この現象の背景には、特殊な米国債の保有構造(日中をはじめとする海外勢の大規模保有)が影響している可能性があります。また、市場が政策金利を高すぎると判断し、長期債に資金が流入したことも一因でしょう。逆イールドが発生した原因と背景を突き止めることは困難ですが、政策の帰結として明らかなのは、政策金利を上げても市中金利が追随しなければ、インフレにブレーキがかからないのは当然だったということです。
■米国の金利動向は、異常な動きではなく「正常化」に向かっている可能性
ところが、2024年中旬以降、逆イールドが解消し始めました。インフレ鈍化と景気後退を懸念したFRBが政策金利を急速に引き下げる中で、10年債利回りが上昇したためです。トランプ氏が当選し、地政学的な不確実性が縮小したことも影響しているかも知れません。この結果、2024年年末から2025年初頭にかけて、米国におけるこの逆イールドは解消し、10年債利回りが政策金利を上回る順イールド状態になっています。逆イールドより順イールドの方が正常な状態という理論が正しいならば、現在の米国10年債利回りの水準は「おかしな水準」ではなく「政策と整合性がある水準」になりつつあるといえます。
さらに、米国の順イールドの大きさは、日本(左のグラフが日本)に比べると依然として小さく、本来ならばもう少しスプレッドが開いていてもおかしくありません。このことは、米国10年債利回りがさらに上昇する余地があることを示唆している可能性もあります。
■米国の金利は現在の水準で高止まりし、日本の金利も急速には上がらない。
一方、日本の状況を見てみると、日銀が本日利上げを決めたものの、既に市場では利上げがかなり織り込まれていたとみられます。そのため、今後日本の10年債利回りが急激に上昇する可能性は低いでしょう。これにより、日米金利差(ここでは10年債利回りの差)が急速に縮小する可能性も低く、結果としてドル高傾向が続くと予測されます。
米国の政策に目を向けると、トランプ氏が製造業の復活を目指す意向を示しているものの、それは10年以上の長期スパンを要する産業構造の大改革です。むしろ、原油の採掘を拡大する方がまだ短いスパンでの効果を期待できるでしょう。トランプ氏、あるいは経済のかじ取りを担うベッセント氏が、ドル高をより強く牽制し、より具体的な行動に出るのは少なくとも原油増産によるインフレ抑制効果を見極めてからになるでしょう。それは1年~3年以上先と考えられます。
■逆イールドとリセッションの関係(ホラーストーリー)
ちなみに、過去の米国において逆イールド(2年国債利回りと10年国債利回りの逆転等)が生じた場合、経済がリセッションに陥いったケースがあったことが経験的に知られています。さらに厳密には、逆イールドが発生し、かつそれが解消された後にリセッションが観測されています。具体的には、1980年代初頭のスタグフレーション不況、2000年代初頭のITバブル崩壊不況、2008年のリーマンショック不況などです。いずれも先に逆イールドが発生し、かつそれが解消した後にリセッションが起きています。

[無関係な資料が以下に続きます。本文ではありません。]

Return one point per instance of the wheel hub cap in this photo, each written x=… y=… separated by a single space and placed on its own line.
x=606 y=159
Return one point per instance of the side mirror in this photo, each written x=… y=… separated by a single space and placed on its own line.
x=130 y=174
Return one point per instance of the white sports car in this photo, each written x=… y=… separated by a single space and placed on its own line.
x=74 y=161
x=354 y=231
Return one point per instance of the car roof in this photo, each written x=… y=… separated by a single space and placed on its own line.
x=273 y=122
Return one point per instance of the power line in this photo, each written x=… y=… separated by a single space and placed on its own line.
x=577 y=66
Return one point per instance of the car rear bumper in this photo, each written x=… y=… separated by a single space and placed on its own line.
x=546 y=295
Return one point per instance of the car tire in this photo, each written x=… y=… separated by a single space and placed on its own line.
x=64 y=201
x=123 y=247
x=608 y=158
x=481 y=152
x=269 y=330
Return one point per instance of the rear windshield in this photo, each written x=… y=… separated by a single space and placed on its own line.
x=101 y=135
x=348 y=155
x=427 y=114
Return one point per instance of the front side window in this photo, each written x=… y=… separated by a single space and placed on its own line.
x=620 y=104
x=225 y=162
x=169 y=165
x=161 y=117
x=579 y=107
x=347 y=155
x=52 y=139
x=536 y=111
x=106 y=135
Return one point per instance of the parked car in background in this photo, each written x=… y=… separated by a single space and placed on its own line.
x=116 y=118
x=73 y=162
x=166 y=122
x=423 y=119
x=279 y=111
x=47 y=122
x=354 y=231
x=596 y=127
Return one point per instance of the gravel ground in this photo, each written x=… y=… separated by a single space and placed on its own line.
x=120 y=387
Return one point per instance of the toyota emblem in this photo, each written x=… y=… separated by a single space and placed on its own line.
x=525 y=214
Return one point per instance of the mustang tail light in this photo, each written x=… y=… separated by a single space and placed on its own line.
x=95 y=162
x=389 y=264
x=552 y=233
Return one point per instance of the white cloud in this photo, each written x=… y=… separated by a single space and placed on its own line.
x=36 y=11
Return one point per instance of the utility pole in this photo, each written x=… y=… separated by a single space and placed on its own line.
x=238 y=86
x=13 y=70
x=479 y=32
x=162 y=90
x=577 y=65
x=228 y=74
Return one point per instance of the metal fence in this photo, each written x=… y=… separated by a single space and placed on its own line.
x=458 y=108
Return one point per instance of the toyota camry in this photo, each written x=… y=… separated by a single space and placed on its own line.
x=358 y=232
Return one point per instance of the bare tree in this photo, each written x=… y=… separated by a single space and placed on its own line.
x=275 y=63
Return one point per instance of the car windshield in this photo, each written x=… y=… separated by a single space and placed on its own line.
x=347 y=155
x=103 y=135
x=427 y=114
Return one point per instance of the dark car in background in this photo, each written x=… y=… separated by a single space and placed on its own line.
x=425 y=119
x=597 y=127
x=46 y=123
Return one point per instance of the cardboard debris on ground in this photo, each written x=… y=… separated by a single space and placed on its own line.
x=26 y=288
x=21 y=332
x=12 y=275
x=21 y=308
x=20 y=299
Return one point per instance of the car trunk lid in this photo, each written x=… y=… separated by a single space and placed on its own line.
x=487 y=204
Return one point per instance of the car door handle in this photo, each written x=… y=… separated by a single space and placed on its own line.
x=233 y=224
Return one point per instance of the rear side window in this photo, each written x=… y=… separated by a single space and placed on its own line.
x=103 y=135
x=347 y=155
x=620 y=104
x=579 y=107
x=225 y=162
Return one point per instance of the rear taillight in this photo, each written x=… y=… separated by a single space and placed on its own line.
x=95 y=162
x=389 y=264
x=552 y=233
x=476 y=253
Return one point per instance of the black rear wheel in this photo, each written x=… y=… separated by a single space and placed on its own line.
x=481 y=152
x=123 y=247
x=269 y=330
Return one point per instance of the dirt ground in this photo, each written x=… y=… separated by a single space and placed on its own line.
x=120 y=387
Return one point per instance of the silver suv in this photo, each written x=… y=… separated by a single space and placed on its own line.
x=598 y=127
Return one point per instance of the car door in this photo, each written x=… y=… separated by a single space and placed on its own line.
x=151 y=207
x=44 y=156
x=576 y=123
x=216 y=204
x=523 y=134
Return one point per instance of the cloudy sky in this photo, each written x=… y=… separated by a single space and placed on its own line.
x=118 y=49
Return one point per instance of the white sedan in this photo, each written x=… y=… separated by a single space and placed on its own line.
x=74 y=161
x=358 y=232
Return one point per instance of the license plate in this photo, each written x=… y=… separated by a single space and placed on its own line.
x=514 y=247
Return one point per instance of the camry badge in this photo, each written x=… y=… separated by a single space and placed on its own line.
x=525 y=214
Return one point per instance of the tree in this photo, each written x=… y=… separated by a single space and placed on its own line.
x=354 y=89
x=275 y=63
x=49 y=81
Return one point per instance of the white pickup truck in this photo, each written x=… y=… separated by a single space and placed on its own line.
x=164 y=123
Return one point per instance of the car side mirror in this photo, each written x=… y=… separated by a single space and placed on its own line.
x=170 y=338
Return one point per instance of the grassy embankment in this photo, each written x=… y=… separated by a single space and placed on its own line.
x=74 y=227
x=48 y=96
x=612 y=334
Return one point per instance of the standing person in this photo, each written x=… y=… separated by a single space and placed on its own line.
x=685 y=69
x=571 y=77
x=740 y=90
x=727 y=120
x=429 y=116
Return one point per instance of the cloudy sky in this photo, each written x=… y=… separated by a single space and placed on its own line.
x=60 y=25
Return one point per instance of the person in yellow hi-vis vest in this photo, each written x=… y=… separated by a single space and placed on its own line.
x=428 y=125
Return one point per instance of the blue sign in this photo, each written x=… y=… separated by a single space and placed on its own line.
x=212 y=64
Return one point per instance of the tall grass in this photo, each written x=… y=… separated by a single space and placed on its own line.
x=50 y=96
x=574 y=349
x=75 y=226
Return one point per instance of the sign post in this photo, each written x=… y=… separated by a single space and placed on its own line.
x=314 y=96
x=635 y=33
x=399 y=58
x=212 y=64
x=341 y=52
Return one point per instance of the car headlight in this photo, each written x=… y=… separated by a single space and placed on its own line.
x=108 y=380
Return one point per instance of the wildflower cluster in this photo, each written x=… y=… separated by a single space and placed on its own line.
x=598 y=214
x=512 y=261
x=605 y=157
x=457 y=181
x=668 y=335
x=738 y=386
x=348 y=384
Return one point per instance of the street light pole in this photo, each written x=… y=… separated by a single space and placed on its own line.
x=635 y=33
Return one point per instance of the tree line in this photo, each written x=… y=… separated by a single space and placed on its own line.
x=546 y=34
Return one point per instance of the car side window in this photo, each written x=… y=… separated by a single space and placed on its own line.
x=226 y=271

2024年後半から2025年初頭に、米国市場の逆イールドが解消したことが、リセッションの予兆かどうかは分かりません。但し過去のケースではそのような関係性が見られたことも、頭の隅に入れておく価値はあります。万が一米国がリセッションに陥れば、金利の大幅な低下を招き、その時には急速な円高が起きる可能性があります。しかし、それが発生するかどうかは、だれにもわかりません。ブラックスワンは本当にいるかも知れませんが、いると信じ込んでしまうこともまた危険といえます。